Evidently, different components will involve different sorts of judgments and different levels of difficulty. Some issues are harder than others, and will require more codings and recodings. As a general principle, wherever low intercoder reliability persists for a given question, that question should be reexamined and, if possible, reformulated.
It is important that the process of revision be continual. Even after the completed dataset is posted, users should be encouraged to contribute suggestions for revision and these suggestions should be systematically reviewed.
APPENDIX C Pilot Tests Before USAID, or any agency, undertakes a commitment to develop— and maintain—a new democracy index, it is important that it be confident of the yield. Thus, we recommend several interim tests of a “pilot” nature.
One of the principal claims of this index is that greater intercoder reliability will be achieved when the concept of democracy is disaggregated. This claim may be probed through intercoder reliability tests across the leading democracy indices. A pilot test of this nature might be conducted in the following manner: Train the same set of coders to code all countries (or a subset of countries) in a given year according to guidelines provided by Freedom House, Polity, and the present index.

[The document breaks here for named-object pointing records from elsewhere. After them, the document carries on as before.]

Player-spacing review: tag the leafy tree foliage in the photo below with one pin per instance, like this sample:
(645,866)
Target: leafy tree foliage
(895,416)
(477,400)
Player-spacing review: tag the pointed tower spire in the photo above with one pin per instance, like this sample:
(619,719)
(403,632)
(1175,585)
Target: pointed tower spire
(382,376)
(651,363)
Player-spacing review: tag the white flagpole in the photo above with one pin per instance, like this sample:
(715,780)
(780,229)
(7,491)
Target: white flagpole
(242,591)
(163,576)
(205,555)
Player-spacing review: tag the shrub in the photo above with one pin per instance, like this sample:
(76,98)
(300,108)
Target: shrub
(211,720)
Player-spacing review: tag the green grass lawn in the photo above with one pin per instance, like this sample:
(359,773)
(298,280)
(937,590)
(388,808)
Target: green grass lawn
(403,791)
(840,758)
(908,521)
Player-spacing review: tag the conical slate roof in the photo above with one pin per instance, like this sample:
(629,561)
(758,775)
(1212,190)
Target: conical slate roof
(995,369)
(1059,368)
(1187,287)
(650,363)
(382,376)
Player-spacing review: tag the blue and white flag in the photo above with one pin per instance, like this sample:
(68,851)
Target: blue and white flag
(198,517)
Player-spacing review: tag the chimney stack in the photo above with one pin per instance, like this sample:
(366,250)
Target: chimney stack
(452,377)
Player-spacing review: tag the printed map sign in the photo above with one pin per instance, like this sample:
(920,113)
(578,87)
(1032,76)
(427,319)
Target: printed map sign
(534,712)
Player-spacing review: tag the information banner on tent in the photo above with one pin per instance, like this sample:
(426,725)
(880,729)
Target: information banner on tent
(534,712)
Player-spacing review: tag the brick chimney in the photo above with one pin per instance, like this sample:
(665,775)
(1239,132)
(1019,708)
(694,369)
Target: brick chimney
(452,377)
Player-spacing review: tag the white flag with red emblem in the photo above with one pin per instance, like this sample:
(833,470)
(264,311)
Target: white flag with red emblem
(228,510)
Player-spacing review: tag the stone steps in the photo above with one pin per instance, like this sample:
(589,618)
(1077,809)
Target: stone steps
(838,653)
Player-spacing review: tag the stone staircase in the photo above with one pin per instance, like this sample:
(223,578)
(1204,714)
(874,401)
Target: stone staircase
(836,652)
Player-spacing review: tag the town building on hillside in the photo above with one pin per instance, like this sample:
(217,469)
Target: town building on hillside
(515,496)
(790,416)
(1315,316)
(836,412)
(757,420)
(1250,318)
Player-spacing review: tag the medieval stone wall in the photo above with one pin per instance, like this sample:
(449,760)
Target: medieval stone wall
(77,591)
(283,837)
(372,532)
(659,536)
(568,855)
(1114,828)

Each country-year would receive several codings by different coders, thus providing the basis for an intercoder reliability test. These would then be compared across indices. Since the coders would remain the same, varying levels of intercoder reliability should be illustrative of basic differences in the performance of the indices. Of course, there are certain methodological obstacles to any study of this sort. One must decide how much training to provide to the coders, and how much time to give them.
One must decide whether to employ a few coders to cover all countries, or have separate coders for each country. One must decide whether to hire “naïve” coders (e.g., students) or coders well versed in the countries and regions they are assigned to code (the “country expert” model). In any case, we think the exercise worthwhile, not only because it provides an initial test of the present index but also because it may bring a level of rigor to a topic—political indicators—that has languished for many years in a highly unsatisfactory state.